The Keeper of Night (The Keeper of Night #1)(70)



“And what about you?” he said, wiping his hands off on his pants.

The fire turned the flat black in Hiro’s eyes to warm amber, and suddenly I wanted to tell him everything. I think Death is eating me from the inside out, I wanted to say. I think one day it might break out and obliterate everything.

“I’m fine,” I said, looking down at Neven.

“You’re good to him,” Hiro said.

I frowned. “If I were good to him, he wouldn’t be here.” My tone left no room for debate. I didn’t want to talk about what Neven deserved. “Didn’t you say you had sisters?” Hiro seemed like such a free spirit, I had trouble imagining him linked to anyone the way I was to Neven.

Hiro stared into the fire for a long moment before nodding. “Yes, but they weren’t Shinigami. They were the daughters of the human couple that raised me. There was no blood relation, and they’re long dead now.”

The words grew quieter toward the end of his sentence. He cleared his throat and thrust his hands near the fire.

“Can you not meet them in Yomi?” I said.

Hiro’s fingers twitched, a slight grimace curling one side of his mouth. “You have to be rather quick if you hope to find someone in Yomi. It holds all of the dead, expanding infinitely into the darkness. By the time I figured out how to return to Yomi on my own, centuries had passed. I suspect they’ve moved to the outskirts, since I’ve never been able to find them in the city.”

“Centuries,” I repeated. “Just how old are you?”

Hiro smiled and shook his head. “I’m an old man.”

“You look my age,” I said. “You can’t possibly be over three hundred.”

“I’m flattered,” he said. “I take good care of my skin.”

“Six hundred?”

Hiro laughed, clapping a hand over his mouth and glancing at Neven to make sure he was still sleeping. “Let some things go unsaid,” he said. “I don’t want to scare you off, thinking I’m too old for you.” He shot me a leering glance across the fire that I thought might have been a joke, but my face flushed and I looked away all the same.

“How long do Shinigami even live?” I said. “If you’re as old as you say, it can’t be the same as Reapers.”

“Usually quite a long time.” Hiro shrugged.

“Do you intend to deflect all my questions?”

He shook his head. “I don’t mean to be vague, but I don’t know the answer.”

“You don’t know how long you live?”

Hiro shook his head. “Shinigami live in proportion to the population of Japan. If the population increases, more Shinigami can be born. If it decreases, the weakest of us begin to die off.”

“And how can you die?”

Hiro looked at me oddly for a moment, then smiled. “Oh, the tables have turned. You want to murder me now?”

I rolled my eyes. “I didn’t mean you, specifically.”

“I’m not sure if I should tell you all my secrets,” Hiro said, pretending to lock his lips with a key.

“Will you answer my question or not?”

“As you wish.” He leaned back against the wall and crossed his legs. “We can die many ways. A nice sharp twist to my neck would finish the job. As would an arrow to my heart. Or perhaps if you connected a heavy rock with my skull enough times, that would suffice.”

I paused, searching his face for signs that he was joking. “But who can kill a Shinigami?” I said.

“Anyone. If you were to plunge one of your knives into my heart right now, I would die.” He spread his arms open, exposing his chest. “Now’s your chance.”

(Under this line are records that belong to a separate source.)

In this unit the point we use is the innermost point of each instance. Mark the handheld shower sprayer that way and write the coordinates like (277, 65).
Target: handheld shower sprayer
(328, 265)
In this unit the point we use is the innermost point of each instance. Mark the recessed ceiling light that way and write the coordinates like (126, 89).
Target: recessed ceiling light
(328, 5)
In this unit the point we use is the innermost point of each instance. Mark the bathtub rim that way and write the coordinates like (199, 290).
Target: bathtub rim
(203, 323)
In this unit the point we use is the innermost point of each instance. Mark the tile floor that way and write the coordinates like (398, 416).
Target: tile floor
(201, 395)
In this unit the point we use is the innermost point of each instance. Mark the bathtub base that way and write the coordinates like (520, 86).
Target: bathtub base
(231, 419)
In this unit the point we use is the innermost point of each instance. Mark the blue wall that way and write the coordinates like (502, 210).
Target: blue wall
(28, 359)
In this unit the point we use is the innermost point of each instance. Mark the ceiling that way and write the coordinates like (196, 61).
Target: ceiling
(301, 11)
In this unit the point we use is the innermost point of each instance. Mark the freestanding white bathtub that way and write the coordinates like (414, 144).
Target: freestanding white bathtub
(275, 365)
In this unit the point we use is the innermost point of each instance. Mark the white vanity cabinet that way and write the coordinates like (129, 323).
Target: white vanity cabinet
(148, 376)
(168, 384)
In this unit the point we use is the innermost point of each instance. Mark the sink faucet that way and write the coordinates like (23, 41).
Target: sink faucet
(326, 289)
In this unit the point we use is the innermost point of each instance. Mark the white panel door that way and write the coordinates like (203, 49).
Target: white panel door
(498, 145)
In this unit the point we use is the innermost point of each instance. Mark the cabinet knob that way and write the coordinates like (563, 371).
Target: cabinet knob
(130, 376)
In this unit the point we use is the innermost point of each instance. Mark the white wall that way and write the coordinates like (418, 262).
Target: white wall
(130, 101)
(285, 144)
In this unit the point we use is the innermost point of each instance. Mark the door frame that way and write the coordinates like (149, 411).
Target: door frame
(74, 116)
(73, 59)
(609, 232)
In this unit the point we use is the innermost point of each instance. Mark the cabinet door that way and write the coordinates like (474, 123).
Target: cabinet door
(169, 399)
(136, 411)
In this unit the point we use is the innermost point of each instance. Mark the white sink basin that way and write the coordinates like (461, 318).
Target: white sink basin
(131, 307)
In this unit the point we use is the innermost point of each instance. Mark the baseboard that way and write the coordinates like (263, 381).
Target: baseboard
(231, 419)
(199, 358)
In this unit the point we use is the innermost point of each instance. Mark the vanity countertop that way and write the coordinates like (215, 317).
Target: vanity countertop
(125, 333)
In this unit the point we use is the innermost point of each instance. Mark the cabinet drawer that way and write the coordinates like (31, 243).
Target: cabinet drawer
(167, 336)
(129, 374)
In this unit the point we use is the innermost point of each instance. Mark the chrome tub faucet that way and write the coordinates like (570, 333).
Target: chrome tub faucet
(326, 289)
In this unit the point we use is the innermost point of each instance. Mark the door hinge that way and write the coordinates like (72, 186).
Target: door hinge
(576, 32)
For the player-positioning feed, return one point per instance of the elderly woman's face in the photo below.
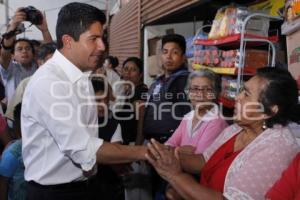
(248, 110)
(201, 92)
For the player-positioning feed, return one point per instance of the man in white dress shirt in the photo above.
(59, 114)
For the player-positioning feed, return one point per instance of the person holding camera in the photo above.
(17, 56)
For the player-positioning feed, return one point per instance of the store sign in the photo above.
(294, 56)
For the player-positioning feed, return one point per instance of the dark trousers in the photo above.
(69, 191)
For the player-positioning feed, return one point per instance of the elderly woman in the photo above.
(200, 127)
(247, 157)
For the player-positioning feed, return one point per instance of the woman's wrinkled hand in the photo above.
(163, 159)
(187, 149)
(171, 194)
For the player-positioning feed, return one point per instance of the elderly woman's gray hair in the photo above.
(213, 77)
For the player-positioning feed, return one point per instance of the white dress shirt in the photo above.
(59, 124)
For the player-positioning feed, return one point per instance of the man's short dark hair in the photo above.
(75, 18)
(138, 62)
(45, 50)
(22, 40)
(176, 38)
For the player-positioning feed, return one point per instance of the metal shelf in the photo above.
(239, 41)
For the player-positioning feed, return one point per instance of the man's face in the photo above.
(87, 51)
(172, 56)
(40, 62)
(23, 53)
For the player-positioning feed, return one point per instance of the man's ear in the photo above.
(67, 41)
(274, 110)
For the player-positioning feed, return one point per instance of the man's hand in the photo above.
(44, 26)
(17, 19)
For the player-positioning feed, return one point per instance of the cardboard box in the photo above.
(293, 52)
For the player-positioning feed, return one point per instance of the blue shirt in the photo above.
(12, 167)
(13, 75)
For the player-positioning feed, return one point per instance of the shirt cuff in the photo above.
(94, 144)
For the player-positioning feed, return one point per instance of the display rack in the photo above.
(240, 41)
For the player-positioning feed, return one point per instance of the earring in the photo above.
(264, 125)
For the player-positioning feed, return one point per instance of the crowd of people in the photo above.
(75, 127)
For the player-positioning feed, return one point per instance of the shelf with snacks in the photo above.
(234, 40)
(231, 47)
(250, 71)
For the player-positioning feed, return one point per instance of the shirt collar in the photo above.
(210, 115)
(72, 72)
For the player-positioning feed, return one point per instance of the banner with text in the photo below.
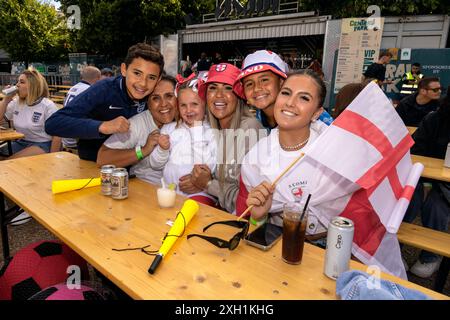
(359, 47)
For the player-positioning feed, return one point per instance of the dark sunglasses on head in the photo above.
(230, 244)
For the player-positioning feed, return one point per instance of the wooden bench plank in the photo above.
(425, 238)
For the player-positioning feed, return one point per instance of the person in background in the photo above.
(415, 107)
(189, 140)
(347, 94)
(228, 114)
(28, 111)
(132, 148)
(186, 68)
(377, 70)
(105, 107)
(410, 81)
(262, 76)
(431, 139)
(218, 58)
(204, 63)
(89, 75)
(106, 73)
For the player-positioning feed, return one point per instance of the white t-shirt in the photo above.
(73, 92)
(30, 120)
(267, 160)
(141, 125)
(188, 146)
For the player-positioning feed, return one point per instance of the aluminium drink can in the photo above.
(10, 91)
(339, 246)
(105, 177)
(119, 184)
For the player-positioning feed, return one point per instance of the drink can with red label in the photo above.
(339, 246)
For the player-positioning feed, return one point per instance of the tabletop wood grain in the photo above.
(93, 224)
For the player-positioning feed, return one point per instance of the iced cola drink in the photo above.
(294, 229)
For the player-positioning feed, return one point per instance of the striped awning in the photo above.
(279, 26)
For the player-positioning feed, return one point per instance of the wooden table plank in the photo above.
(10, 134)
(411, 130)
(434, 168)
(93, 224)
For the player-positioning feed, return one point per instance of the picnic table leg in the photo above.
(441, 277)
(9, 148)
(4, 228)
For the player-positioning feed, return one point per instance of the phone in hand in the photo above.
(265, 236)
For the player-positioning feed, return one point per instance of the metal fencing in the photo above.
(52, 79)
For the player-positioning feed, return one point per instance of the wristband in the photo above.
(139, 154)
(208, 184)
(257, 222)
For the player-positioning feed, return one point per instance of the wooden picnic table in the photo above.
(433, 168)
(56, 86)
(10, 135)
(411, 130)
(93, 224)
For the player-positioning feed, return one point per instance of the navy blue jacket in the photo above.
(105, 100)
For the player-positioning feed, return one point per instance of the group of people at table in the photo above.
(198, 132)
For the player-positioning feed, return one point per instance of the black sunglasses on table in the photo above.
(230, 244)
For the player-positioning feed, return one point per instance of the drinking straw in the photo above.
(274, 182)
(306, 207)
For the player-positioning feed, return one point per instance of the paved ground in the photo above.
(32, 231)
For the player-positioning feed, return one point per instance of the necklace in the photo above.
(294, 147)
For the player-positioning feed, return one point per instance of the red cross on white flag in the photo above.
(368, 144)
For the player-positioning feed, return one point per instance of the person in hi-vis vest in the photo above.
(410, 80)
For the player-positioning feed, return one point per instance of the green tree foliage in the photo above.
(109, 27)
(32, 31)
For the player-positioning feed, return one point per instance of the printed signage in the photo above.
(359, 47)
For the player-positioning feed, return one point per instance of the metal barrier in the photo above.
(53, 79)
(284, 8)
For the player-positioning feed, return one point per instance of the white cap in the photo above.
(263, 60)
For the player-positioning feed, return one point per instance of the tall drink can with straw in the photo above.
(339, 246)
(119, 184)
(105, 177)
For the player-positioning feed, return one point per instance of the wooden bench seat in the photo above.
(424, 238)
(430, 240)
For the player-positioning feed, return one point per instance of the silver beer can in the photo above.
(105, 177)
(339, 246)
(10, 91)
(119, 184)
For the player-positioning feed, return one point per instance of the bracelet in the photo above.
(208, 184)
(257, 222)
(139, 154)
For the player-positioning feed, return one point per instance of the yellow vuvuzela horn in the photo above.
(59, 186)
(190, 208)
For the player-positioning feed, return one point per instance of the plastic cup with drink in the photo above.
(166, 195)
(10, 91)
(294, 229)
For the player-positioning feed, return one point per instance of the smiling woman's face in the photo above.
(162, 103)
(221, 100)
(297, 103)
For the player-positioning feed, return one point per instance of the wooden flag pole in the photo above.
(274, 182)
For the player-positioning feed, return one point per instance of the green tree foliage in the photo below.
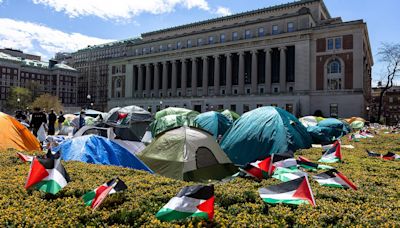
(48, 102)
(19, 98)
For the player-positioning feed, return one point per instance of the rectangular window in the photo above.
(290, 27)
(338, 43)
(330, 44)
(261, 31)
(210, 39)
(247, 34)
(275, 29)
(234, 36)
(222, 38)
(334, 110)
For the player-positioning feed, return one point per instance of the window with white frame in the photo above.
(290, 27)
(261, 31)
(275, 29)
(334, 75)
(247, 34)
(222, 38)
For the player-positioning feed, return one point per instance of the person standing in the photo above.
(61, 120)
(38, 118)
(52, 122)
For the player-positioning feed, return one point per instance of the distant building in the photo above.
(295, 56)
(93, 64)
(50, 77)
(390, 107)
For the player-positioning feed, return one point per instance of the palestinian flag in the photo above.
(286, 174)
(334, 178)
(191, 201)
(308, 165)
(47, 175)
(258, 169)
(95, 198)
(332, 154)
(373, 154)
(297, 191)
(283, 160)
(391, 156)
(25, 158)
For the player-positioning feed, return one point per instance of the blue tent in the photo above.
(264, 131)
(99, 150)
(213, 122)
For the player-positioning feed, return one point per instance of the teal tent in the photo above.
(262, 132)
(213, 122)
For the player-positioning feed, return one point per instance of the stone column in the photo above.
(140, 81)
(241, 73)
(165, 78)
(254, 71)
(184, 77)
(156, 79)
(205, 76)
(148, 81)
(282, 70)
(268, 76)
(228, 74)
(174, 78)
(216, 74)
(194, 77)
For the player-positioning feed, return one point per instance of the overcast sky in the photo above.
(45, 27)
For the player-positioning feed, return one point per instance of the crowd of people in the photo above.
(34, 120)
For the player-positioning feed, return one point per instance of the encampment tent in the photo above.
(99, 150)
(188, 154)
(16, 136)
(213, 122)
(262, 132)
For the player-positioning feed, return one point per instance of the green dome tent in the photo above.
(175, 111)
(188, 154)
(213, 122)
(230, 114)
(262, 132)
(172, 121)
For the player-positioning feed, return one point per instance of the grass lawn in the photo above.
(376, 203)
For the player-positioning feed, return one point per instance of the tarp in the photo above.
(262, 132)
(168, 122)
(230, 114)
(175, 111)
(16, 136)
(99, 150)
(189, 154)
(214, 122)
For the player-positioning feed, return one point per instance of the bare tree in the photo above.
(390, 55)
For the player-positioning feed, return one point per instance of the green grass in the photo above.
(376, 203)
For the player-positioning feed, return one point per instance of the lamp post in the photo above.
(18, 101)
(89, 97)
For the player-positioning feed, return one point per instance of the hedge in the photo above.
(376, 203)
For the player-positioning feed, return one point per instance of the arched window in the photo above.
(334, 67)
(334, 75)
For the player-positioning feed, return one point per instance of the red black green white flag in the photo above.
(25, 158)
(333, 178)
(47, 175)
(332, 153)
(297, 191)
(191, 201)
(95, 197)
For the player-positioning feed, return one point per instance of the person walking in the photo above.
(61, 120)
(38, 118)
(52, 122)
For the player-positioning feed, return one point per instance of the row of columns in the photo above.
(146, 72)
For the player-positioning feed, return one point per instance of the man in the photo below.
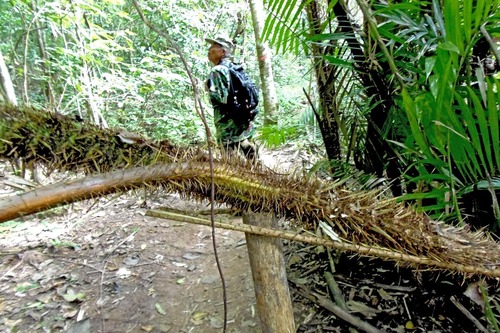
(231, 134)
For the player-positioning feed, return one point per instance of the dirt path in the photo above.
(108, 268)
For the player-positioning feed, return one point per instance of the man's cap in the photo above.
(225, 42)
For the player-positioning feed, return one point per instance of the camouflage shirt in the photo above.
(228, 131)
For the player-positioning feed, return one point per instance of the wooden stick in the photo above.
(339, 245)
(269, 276)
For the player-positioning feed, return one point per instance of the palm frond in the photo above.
(285, 25)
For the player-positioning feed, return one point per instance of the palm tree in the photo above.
(422, 74)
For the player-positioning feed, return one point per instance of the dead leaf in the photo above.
(160, 309)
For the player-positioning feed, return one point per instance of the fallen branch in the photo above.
(336, 310)
(339, 245)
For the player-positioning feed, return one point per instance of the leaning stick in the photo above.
(338, 245)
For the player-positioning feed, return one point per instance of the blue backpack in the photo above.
(243, 95)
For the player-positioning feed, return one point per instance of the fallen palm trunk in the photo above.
(360, 218)
(63, 143)
(382, 253)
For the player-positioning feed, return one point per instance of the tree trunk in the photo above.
(6, 86)
(325, 79)
(49, 92)
(264, 57)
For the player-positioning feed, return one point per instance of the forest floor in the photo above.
(104, 266)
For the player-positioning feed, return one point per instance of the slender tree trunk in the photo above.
(325, 78)
(6, 86)
(264, 57)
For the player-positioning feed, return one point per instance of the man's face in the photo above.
(215, 53)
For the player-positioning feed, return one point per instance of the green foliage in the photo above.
(452, 108)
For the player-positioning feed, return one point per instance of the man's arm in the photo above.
(218, 85)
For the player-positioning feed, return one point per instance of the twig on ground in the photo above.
(335, 291)
(336, 310)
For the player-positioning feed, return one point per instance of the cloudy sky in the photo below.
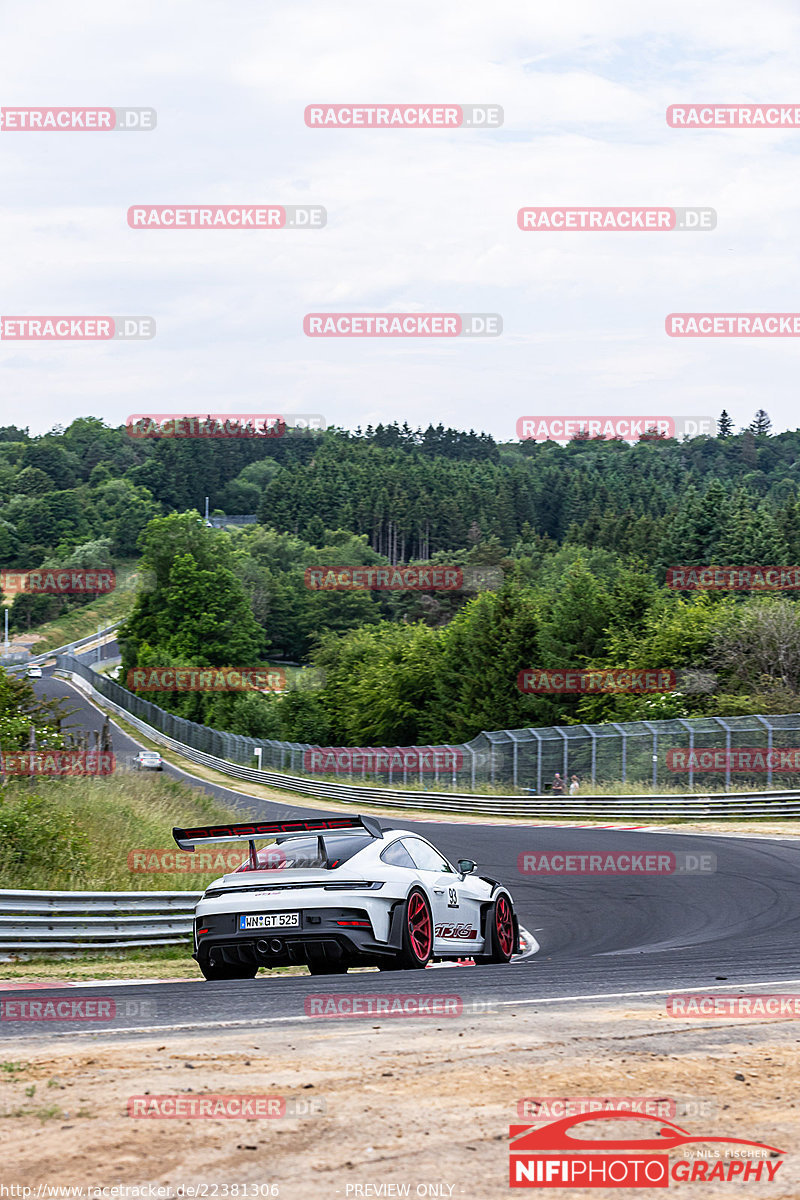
(417, 220)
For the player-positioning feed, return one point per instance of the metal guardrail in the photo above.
(37, 659)
(103, 921)
(615, 808)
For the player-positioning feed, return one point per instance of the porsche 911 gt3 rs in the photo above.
(338, 892)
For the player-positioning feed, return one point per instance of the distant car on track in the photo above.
(338, 892)
(148, 760)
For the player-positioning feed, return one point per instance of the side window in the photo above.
(397, 856)
(426, 857)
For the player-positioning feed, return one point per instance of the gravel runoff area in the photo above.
(403, 1107)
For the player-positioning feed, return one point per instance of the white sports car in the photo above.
(340, 892)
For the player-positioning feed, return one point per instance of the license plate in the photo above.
(269, 921)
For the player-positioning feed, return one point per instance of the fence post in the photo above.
(767, 725)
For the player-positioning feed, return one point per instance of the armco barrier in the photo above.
(102, 921)
(37, 659)
(614, 808)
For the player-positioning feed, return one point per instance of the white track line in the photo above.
(256, 1023)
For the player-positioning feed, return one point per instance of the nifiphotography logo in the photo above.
(553, 1156)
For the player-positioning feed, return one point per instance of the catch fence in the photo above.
(635, 753)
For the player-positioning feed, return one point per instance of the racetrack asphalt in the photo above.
(600, 936)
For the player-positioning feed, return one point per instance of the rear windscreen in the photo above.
(298, 852)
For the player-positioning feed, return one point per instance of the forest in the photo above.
(564, 552)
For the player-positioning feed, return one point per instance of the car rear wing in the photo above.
(187, 838)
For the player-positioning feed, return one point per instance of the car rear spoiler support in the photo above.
(187, 839)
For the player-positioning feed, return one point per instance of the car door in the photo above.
(455, 911)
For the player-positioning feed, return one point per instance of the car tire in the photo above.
(500, 933)
(417, 933)
(224, 971)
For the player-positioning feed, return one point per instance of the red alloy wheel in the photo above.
(504, 925)
(419, 927)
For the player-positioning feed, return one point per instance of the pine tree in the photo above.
(725, 425)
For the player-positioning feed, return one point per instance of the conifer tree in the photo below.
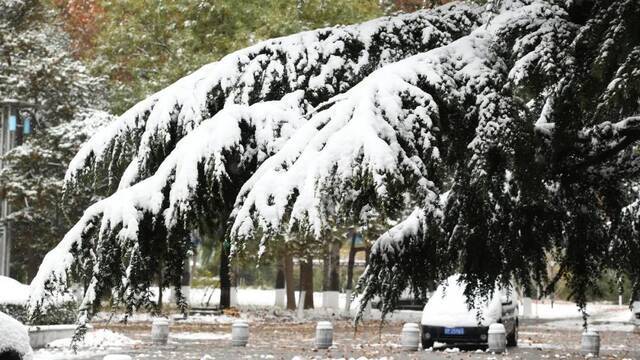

“In England, only superior creatures can kill a Reaper,” I said, ignoring his theatrics.

Hiro hummed and nodded, letting his arms fall to his sides. “Then it’s essentially the same.”

“How is that the same? Anyone can kill you.”

Hiro shook his head. “Anyone can try to kill me,” he said. “Only a superior creature will succeed.”

“But...” My head spun. “That means Yokai are more difficult to kill than Shinigami. Aren’t we superior creatures?”

Hiro laughed. “Don’t tell Maho I said this, but Yokai are base creatures. Strong but not particularly smart. They need to be hard to kill, or humans would wipe them all out. There are thousands of Shinigami, but there is only one Iso Onna. Or, there was, until you came along.”

Hiro smiled, like me wiping out a rare Yokai was something to be proud of. And maybe it was, but it was hard to feel anything but shame with Neven half-conscious in my lap.

“Your eyes look different,” Hiro said, leaning closer and tilting his head to the side.

I looked away, wanting to hug my knees to my chest for warmth but not wanting to look like I was cowering from him.

“Ren,” Hiro said, the word so careful and soft that I knew he was broaching something difficult. “When I blinked, back in the sea, the water turned black. Your eyes were black, too, not just the irises, but the whites of your eyes. And your veins...” He took my hand, tracing the faint silhouette of blue lines under my skin. “What’s going on?”

I looked away, letting hair fall over my face. Cromwell’s words echoed in my head from my final day in London that felt like a lifetime ago.